Paul Findlay, managing director of PD Training, outlines the latest breakthroughs in resilience training

  • What problems are workers facing that resilience can help with?
Workers across all industries face common challenges that impact their personal wellbeing and the health of their organisations. They include pessimism, low resilience, poor attitude leading to infectious negativity, and feeling unrecognised, which feeds into lower commitment and engagement. Problem-solving for people with a pessimistic mindset becomes a maze of issues and barriers instead of them confronting obstacles as something that can be overcome. Resilience is the capacity to withstand and adapt to the challenges that life throws at us.
  • What industries are experiencing the most problems that require resilience training?
Organisations undergoing restructuring and industries where customer-facing activity is normally stressful can benefit from training to boost resilience. People get worn down by relentless change, and they commonly end up becoming short-fused, negative and mildly depressed.
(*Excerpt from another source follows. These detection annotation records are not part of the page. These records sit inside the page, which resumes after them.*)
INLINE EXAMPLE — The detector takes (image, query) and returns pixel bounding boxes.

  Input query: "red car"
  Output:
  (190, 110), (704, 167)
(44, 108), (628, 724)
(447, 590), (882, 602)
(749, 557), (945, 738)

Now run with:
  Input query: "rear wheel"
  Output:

Resilience is tested in client-facing roles where people get a lot of negativity – the constant knocks from dissatisfied customers and demanding clients. Emergency and other healthcare workers regularly confronted by distressing or unpleasant situations are among those whose resilience is tested every day.
  • Could L&D help HR professionals help people to cope with stress?
L&D programs using positive psychology can assist HR professionals to help improve the lives of their people and improve the performance of organisations. When people are happy, positive and resilient, organisations are healthy, stable and profitable. Organisations constantly ask their people to do more with less. They also need to support their people with tools and skills to do so. If workers are more resilient, it’s easier to be at work and to feel stable in times of stress. Resilience fl ows into optimism, positive attitude and maintaining energy throughout the day. A positive state of mind is linked to stronger goal-setting, innovation, concentration, creativity and mental capacity to make quicker decisions.
  • Is corporate resilience training a new thing?
Using positive psychology in L&D is not new. What is new is a scientifically sound and measurable program that we’re delivering called ORANGES, which gives workers more than 40 tools to change the way they approach their work and lives. Developed by children’s charity Camp Quality from research by world-leading universities, it provides training in Optimism, Resilience, Attitude, Now (mindfulness), Gratitude, Energy and Strengths. Based on emotional intelligence and neuroscience research, the resilience training shows how the brain, body and emotions are linked and helps workers to withstand life’s challenges by activities that boost positive mood, manage negative emotions and increase the duration and intensity of their peaks.